Hetgeen ik u zeg in de duisternis, zegt het in het licht; en hetgeen gij hoort, in het oor, predikt dat op de daken. Matt. 9:27
Tot zegen te zijn voor anderen is de grote begeerte van onze ziel, als wij discipelen zijn van Jezus.
Wij geloven, dat deze begeerte gewis vervuld zal worden, indien wij het evangelie bekend maken. Wij hebben een volstrekt, onbepaald geloof in “de dwaasheid van de prediking.”
Wij voelen, dat het nodig is om dat evangelie persoonlijk van de Heere zelf te ontvangen, want anders zullen wij het niet kennen op zo’n wijze, dat wij het goed gebruiken.
Wij moeten ons niet tot de wedloop begeven, eer wij ertoe bereid zijn. Dit vers beschrijft, en bevat tevens als gevolgtrekking, de belofte van de noodzakelijke toebereiding van het hart. Onze Heere zal spreken in ons oor, zal ons toefluisteren, zal in de eenzaamheid gemeenschap met ons oefenen.
I. Een onschatbaar voorrecht.
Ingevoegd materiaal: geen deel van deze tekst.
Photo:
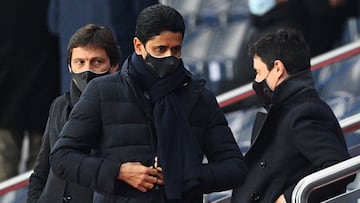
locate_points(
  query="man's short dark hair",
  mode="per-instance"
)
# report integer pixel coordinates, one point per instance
(95, 36)
(286, 45)
(158, 18)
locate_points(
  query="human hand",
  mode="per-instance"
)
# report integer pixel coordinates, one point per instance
(139, 176)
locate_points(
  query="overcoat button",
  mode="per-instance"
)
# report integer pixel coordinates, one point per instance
(255, 197)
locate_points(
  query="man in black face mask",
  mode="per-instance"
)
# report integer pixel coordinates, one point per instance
(151, 125)
(299, 134)
(92, 52)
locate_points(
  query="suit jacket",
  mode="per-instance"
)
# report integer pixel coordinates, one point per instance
(298, 136)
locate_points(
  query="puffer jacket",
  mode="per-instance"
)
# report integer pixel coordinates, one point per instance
(44, 185)
(112, 116)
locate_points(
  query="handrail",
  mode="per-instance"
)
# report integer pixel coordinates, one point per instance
(350, 124)
(324, 177)
(330, 174)
(15, 183)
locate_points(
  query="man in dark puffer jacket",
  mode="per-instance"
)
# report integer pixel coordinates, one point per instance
(151, 126)
(92, 52)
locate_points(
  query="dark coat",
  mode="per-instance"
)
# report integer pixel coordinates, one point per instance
(110, 118)
(298, 136)
(44, 185)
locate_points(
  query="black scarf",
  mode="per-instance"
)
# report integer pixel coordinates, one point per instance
(177, 148)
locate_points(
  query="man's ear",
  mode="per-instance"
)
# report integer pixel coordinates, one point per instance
(114, 68)
(280, 69)
(138, 46)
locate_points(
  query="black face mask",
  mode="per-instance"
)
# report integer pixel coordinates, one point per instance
(263, 91)
(162, 66)
(82, 79)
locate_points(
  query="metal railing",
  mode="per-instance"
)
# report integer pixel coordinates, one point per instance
(325, 177)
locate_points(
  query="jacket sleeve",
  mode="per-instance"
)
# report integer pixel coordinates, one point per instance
(71, 157)
(320, 139)
(42, 167)
(225, 168)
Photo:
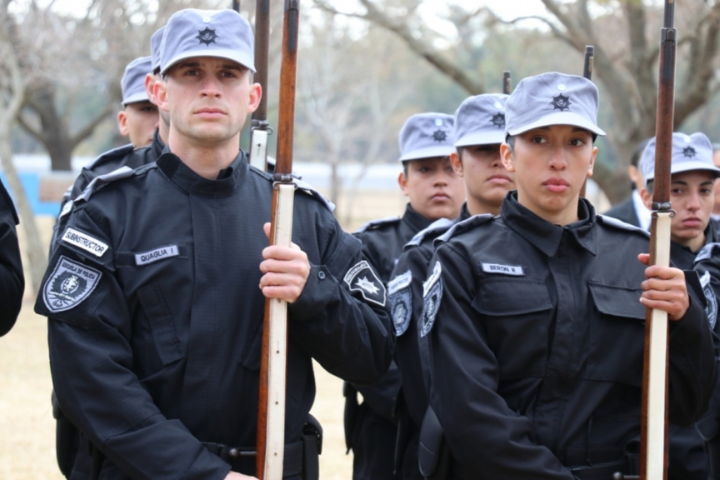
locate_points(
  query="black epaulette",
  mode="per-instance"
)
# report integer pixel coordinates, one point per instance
(437, 228)
(464, 226)
(302, 186)
(708, 251)
(113, 154)
(374, 224)
(619, 224)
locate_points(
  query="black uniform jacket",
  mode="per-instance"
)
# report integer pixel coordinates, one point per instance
(537, 337)
(156, 316)
(12, 281)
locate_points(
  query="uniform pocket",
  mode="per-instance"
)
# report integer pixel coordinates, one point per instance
(516, 312)
(617, 334)
(161, 324)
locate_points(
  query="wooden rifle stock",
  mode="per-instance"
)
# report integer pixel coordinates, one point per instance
(654, 436)
(273, 364)
(260, 127)
(588, 67)
(507, 83)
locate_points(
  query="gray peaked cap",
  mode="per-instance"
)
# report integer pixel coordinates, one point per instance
(690, 152)
(552, 99)
(207, 33)
(427, 135)
(133, 81)
(480, 120)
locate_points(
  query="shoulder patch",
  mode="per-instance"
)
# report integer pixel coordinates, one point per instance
(362, 278)
(464, 226)
(102, 180)
(69, 284)
(432, 295)
(619, 224)
(400, 296)
(707, 252)
(711, 300)
(377, 223)
(84, 241)
(438, 227)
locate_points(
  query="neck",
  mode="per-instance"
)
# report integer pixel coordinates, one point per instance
(205, 159)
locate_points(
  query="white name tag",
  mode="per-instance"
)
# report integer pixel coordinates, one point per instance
(85, 242)
(503, 269)
(157, 254)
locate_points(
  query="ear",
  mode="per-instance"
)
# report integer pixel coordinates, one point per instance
(160, 94)
(506, 157)
(591, 167)
(402, 181)
(456, 163)
(122, 123)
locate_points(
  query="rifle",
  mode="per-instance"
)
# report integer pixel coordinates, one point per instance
(654, 427)
(507, 83)
(588, 68)
(260, 127)
(273, 363)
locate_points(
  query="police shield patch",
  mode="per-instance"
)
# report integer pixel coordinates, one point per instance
(432, 295)
(69, 284)
(400, 296)
(362, 278)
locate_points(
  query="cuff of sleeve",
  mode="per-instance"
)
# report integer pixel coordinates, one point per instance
(318, 292)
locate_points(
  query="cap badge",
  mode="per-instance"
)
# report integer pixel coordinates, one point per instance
(561, 102)
(689, 152)
(207, 36)
(498, 120)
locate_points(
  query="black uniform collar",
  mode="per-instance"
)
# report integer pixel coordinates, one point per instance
(544, 235)
(180, 174)
(416, 221)
(158, 146)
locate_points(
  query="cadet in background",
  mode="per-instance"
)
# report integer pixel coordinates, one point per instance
(12, 281)
(434, 191)
(157, 285)
(692, 198)
(633, 209)
(535, 318)
(479, 130)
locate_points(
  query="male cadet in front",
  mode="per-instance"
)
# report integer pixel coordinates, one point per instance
(535, 317)
(692, 198)
(156, 287)
(12, 281)
(479, 131)
(435, 191)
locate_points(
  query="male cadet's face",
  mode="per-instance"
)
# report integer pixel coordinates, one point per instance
(692, 198)
(486, 179)
(551, 165)
(434, 189)
(208, 98)
(138, 121)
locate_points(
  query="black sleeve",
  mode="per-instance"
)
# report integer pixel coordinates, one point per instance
(484, 435)
(90, 331)
(12, 281)
(341, 317)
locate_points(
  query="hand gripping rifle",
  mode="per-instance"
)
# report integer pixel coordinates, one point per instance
(588, 68)
(260, 127)
(654, 427)
(273, 363)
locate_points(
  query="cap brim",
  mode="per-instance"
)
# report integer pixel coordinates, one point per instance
(429, 152)
(485, 138)
(138, 97)
(559, 118)
(687, 167)
(244, 60)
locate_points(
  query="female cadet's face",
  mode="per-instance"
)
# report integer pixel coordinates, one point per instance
(551, 164)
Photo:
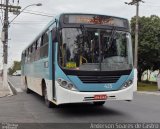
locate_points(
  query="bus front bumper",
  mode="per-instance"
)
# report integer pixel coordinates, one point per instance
(67, 96)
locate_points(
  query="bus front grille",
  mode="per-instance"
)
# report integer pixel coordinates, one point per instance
(99, 79)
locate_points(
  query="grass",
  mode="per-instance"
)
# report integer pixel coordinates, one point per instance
(147, 86)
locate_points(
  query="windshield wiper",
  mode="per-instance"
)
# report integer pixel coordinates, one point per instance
(113, 32)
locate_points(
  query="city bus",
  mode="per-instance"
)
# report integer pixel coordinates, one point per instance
(80, 58)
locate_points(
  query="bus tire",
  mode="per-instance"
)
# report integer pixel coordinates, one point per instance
(47, 102)
(26, 87)
(101, 103)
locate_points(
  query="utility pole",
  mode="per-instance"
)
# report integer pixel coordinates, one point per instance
(5, 45)
(136, 2)
(7, 8)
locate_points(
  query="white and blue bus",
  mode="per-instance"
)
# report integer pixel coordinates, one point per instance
(80, 58)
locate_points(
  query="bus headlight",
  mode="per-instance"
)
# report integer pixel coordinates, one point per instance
(66, 84)
(127, 84)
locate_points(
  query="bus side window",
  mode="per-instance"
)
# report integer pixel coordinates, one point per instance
(54, 36)
(44, 45)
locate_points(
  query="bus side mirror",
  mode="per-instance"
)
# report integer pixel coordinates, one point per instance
(54, 36)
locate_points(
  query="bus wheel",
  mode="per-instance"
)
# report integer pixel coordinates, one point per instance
(47, 102)
(26, 87)
(101, 103)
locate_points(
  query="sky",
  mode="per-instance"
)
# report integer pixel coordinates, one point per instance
(27, 26)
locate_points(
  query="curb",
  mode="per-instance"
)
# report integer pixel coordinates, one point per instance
(14, 91)
(149, 93)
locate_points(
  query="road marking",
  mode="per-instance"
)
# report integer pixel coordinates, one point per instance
(149, 93)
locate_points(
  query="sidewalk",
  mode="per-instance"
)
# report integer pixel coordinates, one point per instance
(3, 91)
(150, 92)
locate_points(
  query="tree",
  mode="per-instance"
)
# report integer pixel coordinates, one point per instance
(149, 43)
(16, 66)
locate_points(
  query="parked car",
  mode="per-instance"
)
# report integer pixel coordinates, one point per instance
(17, 73)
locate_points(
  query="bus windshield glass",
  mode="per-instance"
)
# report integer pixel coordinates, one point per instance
(89, 49)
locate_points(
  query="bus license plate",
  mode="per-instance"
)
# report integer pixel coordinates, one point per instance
(100, 97)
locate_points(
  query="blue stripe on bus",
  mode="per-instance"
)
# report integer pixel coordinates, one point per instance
(37, 69)
(89, 87)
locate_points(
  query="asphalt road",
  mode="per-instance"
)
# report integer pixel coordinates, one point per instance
(30, 108)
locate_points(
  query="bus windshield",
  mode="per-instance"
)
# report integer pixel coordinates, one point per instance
(89, 49)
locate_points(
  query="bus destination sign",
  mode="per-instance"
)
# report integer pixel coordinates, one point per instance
(96, 19)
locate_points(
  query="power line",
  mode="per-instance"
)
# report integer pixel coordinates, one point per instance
(38, 14)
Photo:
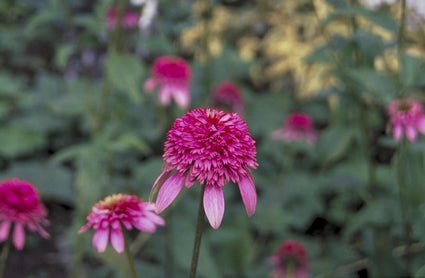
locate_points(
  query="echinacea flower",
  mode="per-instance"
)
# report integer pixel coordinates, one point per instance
(173, 75)
(227, 94)
(290, 261)
(406, 117)
(212, 147)
(21, 206)
(130, 18)
(297, 127)
(108, 215)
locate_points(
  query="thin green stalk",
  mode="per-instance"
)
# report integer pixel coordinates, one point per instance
(129, 256)
(4, 255)
(402, 184)
(198, 235)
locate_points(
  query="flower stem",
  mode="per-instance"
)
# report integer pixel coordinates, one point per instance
(3, 258)
(129, 256)
(198, 236)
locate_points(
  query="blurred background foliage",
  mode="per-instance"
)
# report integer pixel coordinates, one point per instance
(76, 122)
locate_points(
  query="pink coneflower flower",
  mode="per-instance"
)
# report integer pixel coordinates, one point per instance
(227, 94)
(173, 75)
(297, 126)
(108, 215)
(290, 261)
(406, 116)
(21, 206)
(130, 19)
(213, 147)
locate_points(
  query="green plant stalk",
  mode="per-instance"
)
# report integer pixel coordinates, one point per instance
(402, 184)
(4, 255)
(198, 235)
(129, 255)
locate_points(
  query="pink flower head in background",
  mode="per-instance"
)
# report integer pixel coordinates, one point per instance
(21, 206)
(297, 126)
(108, 215)
(130, 19)
(173, 75)
(213, 147)
(290, 261)
(228, 94)
(406, 116)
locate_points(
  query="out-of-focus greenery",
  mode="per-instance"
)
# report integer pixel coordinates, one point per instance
(76, 122)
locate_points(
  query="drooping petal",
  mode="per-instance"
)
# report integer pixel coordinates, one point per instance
(18, 236)
(248, 193)
(117, 239)
(214, 205)
(4, 230)
(100, 239)
(169, 191)
(398, 132)
(411, 133)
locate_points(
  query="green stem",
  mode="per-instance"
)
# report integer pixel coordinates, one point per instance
(4, 255)
(129, 256)
(402, 184)
(198, 236)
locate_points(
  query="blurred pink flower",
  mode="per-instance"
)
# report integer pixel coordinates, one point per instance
(227, 94)
(21, 206)
(297, 126)
(290, 261)
(406, 116)
(213, 147)
(173, 75)
(130, 19)
(108, 215)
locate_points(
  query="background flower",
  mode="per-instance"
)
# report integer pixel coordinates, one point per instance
(20, 206)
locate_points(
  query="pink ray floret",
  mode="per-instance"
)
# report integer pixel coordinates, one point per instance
(20, 207)
(173, 75)
(407, 118)
(298, 126)
(290, 261)
(227, 94)
(130, 18)
(109, 215)
(214, 148)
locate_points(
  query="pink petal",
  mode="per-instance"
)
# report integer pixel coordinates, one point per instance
(214, 205)
(398, 132)
(169, 191)
(248, 193)
(165, 94)
(117, 239)
(421, 124)
(4, 230)
(100, 239)
(18, 236)
(411, 133)
(145, 225)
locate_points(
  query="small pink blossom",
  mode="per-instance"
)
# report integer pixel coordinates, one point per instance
(290, 261)
(227, 94)
(406, 117)
(173, 75)
(21, 206)
(130, 19)
(107, 217)
(297, 126)
(213, 147)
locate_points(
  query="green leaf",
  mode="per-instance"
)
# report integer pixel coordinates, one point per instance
(19, 140)
(125, 72)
De discipel is in innige verbintenis met zijn Heere, wordt toegelaten tot de innigste gemeenschapsoefening met Hem.
Wij hebben hier drie gewichtige zaken.
1. Het wordt ons gegund de persoonlijke tegenwoordigheid van onze Heer bij ons te realiseren. Nog spreekt Hij met ons; nog is Hij onze Metgezel in de nacht, onze Vriend in de eenzaamheid.
2. Wij worden in staat gesteld te voelen, dat zijn woord tot ons persoonlijk is gesproken. Onmiddellijk: “Ik zeg u.” Persoonlijke omgang. Krachtig: “in het oor.” Niet donderend als van Sinaï, maar als toegefluisterd door: “het suizen van een zachte stilte,” maar toch vol van kracht en grote uitwerking.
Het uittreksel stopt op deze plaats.